Ingredients:
- 4 (6 oz / 170g) boneless skinless chicken breasts
- ½ tsp (3g) sea salt
- ½ tsp (1g) cracked black pepper
- 1 tbsp (15ml) olive oil
- 2 tbsp (30g) unsalted butter
- 3 cloves (9g) garlic, minced
- 1 small (50g) shallot, finely diced
- ½ cup (120ml) low-sodium chicken broth
- ¾ cup (180ml) light cream
- ¼ cup (25g) grated Parmesan cheese
- 1 cup (30g) fresh basil leaves, chiffonade
- 1 tsp (5ml) lemon juice
Instructions:
- Pat the chicken breasts completely dry with paper towels and season both sides with salt and pepper.
- Heat olive oil in a 12-inch skillet over medium-high heat until it shimmers. Add chicken and sear for 5–7 minutes per side until deep golden-brown. Remove chicken to a plate and set aside.
- Reduce heat to medium. Add butter to the same pan and sauté shallots and garlic for 1–2 minutes until translucent and fragrant.
- Pour in the chicken broth, scraping the bottom of the pan to deglaze.
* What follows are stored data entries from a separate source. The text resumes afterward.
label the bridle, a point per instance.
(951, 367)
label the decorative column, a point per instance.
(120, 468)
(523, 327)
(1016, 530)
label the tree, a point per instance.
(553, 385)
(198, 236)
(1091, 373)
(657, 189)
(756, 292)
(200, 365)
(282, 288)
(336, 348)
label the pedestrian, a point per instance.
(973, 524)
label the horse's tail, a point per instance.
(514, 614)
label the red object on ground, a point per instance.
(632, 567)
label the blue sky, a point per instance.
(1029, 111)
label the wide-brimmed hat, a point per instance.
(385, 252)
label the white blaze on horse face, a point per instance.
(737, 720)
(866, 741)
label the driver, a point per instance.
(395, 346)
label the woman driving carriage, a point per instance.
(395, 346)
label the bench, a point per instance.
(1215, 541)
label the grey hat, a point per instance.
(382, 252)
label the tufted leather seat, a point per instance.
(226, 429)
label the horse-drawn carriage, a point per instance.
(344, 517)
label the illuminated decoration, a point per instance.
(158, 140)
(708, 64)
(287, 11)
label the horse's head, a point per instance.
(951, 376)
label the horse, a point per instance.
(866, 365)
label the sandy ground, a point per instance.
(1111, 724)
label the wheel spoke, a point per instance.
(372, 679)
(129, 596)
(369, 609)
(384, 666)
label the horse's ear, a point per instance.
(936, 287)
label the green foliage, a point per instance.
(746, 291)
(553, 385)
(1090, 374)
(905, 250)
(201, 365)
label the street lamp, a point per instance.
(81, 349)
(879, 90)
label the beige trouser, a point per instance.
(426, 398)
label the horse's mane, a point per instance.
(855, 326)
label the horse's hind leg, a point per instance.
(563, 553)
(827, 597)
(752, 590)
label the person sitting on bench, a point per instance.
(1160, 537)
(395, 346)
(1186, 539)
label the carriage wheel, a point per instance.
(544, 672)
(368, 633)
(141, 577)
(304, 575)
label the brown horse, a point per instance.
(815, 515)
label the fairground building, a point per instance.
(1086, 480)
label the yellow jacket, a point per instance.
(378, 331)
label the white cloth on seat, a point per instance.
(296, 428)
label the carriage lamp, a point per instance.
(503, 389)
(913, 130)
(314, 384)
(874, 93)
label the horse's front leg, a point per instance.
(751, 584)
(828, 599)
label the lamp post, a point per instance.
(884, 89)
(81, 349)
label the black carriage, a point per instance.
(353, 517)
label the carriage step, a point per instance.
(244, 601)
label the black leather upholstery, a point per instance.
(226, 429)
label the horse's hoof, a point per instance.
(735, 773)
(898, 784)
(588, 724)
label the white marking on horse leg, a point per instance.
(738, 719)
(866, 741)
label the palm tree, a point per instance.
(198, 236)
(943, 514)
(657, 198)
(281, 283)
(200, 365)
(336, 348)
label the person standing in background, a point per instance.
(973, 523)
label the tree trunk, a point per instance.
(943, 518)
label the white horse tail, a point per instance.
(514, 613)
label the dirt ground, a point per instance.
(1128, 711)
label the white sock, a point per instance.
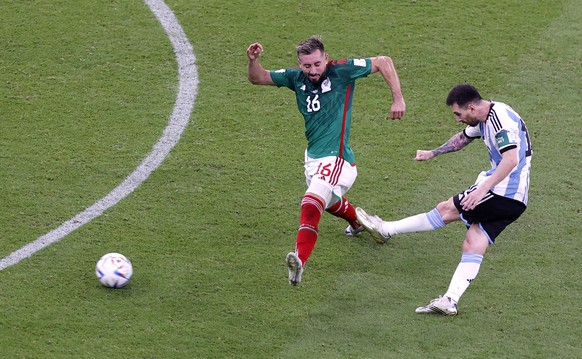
(423, 222)
(466, 271)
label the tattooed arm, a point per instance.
(455, 143)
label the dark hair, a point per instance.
(307, 47)
(463, 95)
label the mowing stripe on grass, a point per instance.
(188, 86)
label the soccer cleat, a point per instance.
(373, 224)
(351, 232)
(440, 305)
(295, 268)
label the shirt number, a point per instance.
(313, 105)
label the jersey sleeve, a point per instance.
(284, 77)
(351, 69)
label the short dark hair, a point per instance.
(463, 95)
(307, 47)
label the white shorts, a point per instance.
(329, 177)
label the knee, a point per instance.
(448, 211)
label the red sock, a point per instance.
(344, 209)
(311, 210)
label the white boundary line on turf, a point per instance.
(188, 87)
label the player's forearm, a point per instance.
(388, 71)
(455, 143)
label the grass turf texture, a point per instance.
(88, 87)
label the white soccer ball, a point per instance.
(114, 270)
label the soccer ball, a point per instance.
(114, 270)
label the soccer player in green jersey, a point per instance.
(324, 90)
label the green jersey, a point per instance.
(327, 107)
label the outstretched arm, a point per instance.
(257, 75)
(455, 143)
(386, 67)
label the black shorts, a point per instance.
(493, 213)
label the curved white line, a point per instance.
(188, 87)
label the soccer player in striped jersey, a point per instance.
(498, 197)
(324, 90)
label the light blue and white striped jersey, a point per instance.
(504, 130)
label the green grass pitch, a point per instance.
(88, 87)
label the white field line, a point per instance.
(188, 88)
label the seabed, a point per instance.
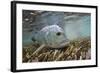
(75, 50)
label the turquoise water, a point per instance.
(75, 26)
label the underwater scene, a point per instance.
(55, 36)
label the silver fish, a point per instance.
(52, 36)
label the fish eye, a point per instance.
(58, 33)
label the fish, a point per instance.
(52, 36)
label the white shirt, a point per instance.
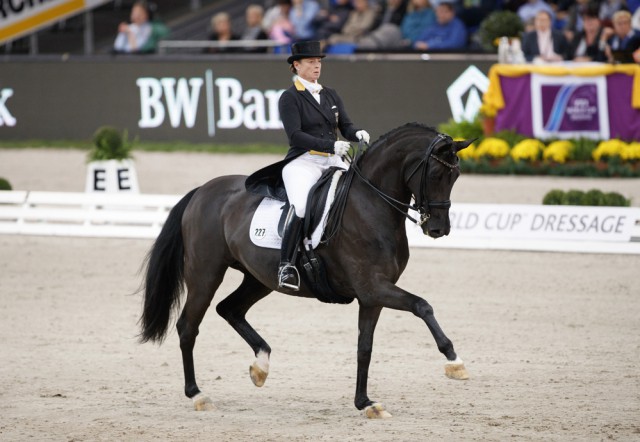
(314, 88)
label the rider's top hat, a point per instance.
(305, 49)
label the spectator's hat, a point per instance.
(305, 49)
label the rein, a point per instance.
(422, 205)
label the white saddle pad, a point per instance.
(264, 225)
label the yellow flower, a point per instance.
(492, 147)
(487, 110)
(468, 152)
(558, 151)
(528, 149)
(609, 148)
(631, 152)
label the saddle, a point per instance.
(318, 216)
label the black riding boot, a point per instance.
(288, 275)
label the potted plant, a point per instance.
(111, 167)
(499, 24)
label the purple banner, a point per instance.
(571, 107)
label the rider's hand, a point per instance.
(341, 148)
(363, 135)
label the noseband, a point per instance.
(423, 205)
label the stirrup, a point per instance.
(282, 274)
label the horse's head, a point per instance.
(431, 181)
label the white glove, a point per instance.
(341, 148)
(363, 135)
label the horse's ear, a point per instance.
(459, 145)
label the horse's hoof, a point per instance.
(259, 370)
(376, 411)
(456, 370)
(201, 402)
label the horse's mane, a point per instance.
(393, 132)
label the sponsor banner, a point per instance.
(21, 17)
(532, 222)
(569, 107)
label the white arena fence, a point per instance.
(474, 226)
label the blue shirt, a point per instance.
(452, 35)
(414, 23)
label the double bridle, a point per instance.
(423, 206)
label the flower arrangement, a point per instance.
(631, 152)
(529, 149)
(492, 147)
(608, 149)
(558, 151)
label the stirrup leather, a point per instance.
(285, 273)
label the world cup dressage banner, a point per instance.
(532, 225)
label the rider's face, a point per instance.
(309, 68)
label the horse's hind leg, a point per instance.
(200, 292)
(233, 309)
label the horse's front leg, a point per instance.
(391, 296)
(367, 320)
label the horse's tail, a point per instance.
(164, 275)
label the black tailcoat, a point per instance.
(309, 126)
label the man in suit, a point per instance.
(311, 114)
(544, 44)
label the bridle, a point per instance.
(423, 206)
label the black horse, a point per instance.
(208, 231)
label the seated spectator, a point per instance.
(133, 37)
(386, 33)
(276, 23)
(221, 31)
(544, 44)
(448, 33)
(622, 42)
(301, 17)
(528, 11)
(585, 45)
(419, 18)
(392, 12)
(253, 27)
(360, 21)
(332, 20)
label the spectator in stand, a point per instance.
(253, 27)
(392, 12)
(622, 42)
(448, 33)
(608, 8)
(386, 32)
(360, 21)
(417, 20)
(301, 17)
(332, 20)
(276, 23)
(133, 37)
(528, 11)
(544, 44)
(221, 31)
(585, 45)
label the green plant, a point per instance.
(499, 24)
(109, 144)
(593, 197)
(573, 198)
(5, 184)
(553, 197)
(615, 199)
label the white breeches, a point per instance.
(301, 174)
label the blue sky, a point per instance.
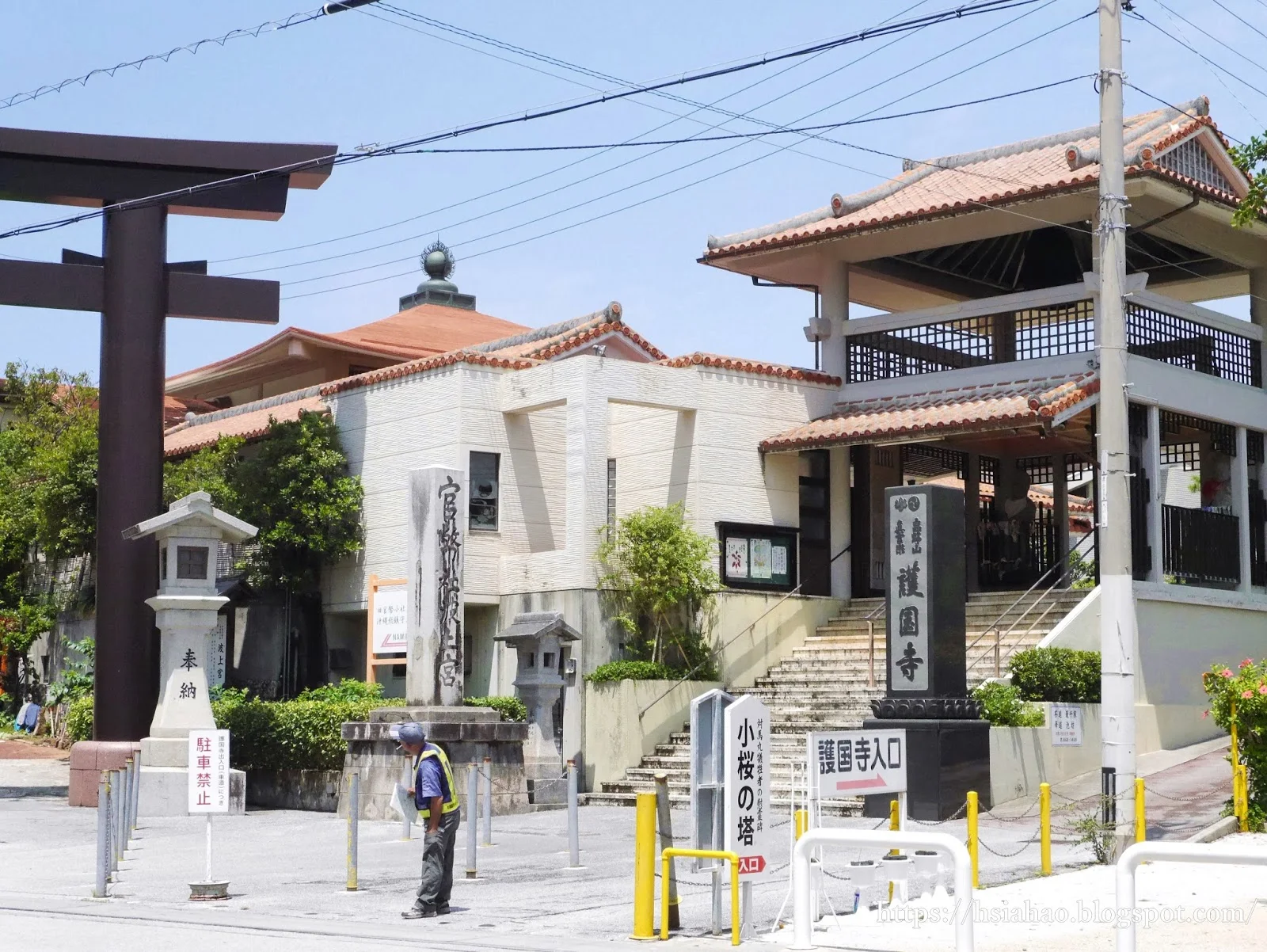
(359, 78)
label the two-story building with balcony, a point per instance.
(984, 373)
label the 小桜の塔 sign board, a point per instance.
(208, 771)
(1066, 725)
(748, 783)
(857, 762)
(925, 591)
(758, 557)
(390, 619)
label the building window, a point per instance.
(611, 496)
(485, 491)
(192, 562)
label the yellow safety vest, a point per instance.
(451, 802)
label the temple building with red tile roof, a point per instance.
(982, 373)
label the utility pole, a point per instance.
(1118, 631)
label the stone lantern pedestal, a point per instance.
(540, 639)
(185, 610)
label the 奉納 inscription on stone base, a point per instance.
(434, 672)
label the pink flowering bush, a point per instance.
(1246, 688)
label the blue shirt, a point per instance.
(430, 781)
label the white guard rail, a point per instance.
(1172, 853)
(802, 926)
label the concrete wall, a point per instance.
(1020, 758)
(618, 738)
(1182, 631)
(751, 644)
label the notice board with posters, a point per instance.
(762, 558)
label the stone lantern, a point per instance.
(185, 610)
(540, 639)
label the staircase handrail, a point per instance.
(995, 625)
(744, 631)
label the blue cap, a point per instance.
(412, 733)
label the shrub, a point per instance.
(1003, 706)
(1057, 675)
(510, 707)
(633, 671)
(346, 690)
(1246, 687)
(79, 719)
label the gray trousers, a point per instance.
(437, 863)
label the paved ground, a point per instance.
(287, 876)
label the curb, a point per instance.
(1216, 831)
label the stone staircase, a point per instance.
(825, 685)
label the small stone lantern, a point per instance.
(540, 639)
(185, 610)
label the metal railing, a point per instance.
(996, 626)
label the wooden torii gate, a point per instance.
(136, 289)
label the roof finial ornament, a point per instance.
(437, 261)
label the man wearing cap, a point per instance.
(436, 798)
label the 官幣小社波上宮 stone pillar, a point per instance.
(437, 514)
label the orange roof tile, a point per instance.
(751, 367)
(249, 421)
(961, 409)
(992, 177)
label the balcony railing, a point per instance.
(1048, 323)
(1200, 546)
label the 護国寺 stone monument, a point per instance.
(948, 744)
(187, 607)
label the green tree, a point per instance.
(1252, 160)
(658, 576)
(297, 489)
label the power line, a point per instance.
(697, 162)
(679, 188)
(192, 48)
(345, 158)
Simmer for 3 minutes until the liquid is reduced by half.
- Stir in the light cream and Parmesan cheese. Whisk constantly on low heat until the sauce thickens slightly.
- Stir in the lemon juice to brighten the flavors.
- Return the chicken and any accumulated juices to the pan. Simmer for 2–3 minutes until the chicken is cooked through. Stir in fresh basil just before serving.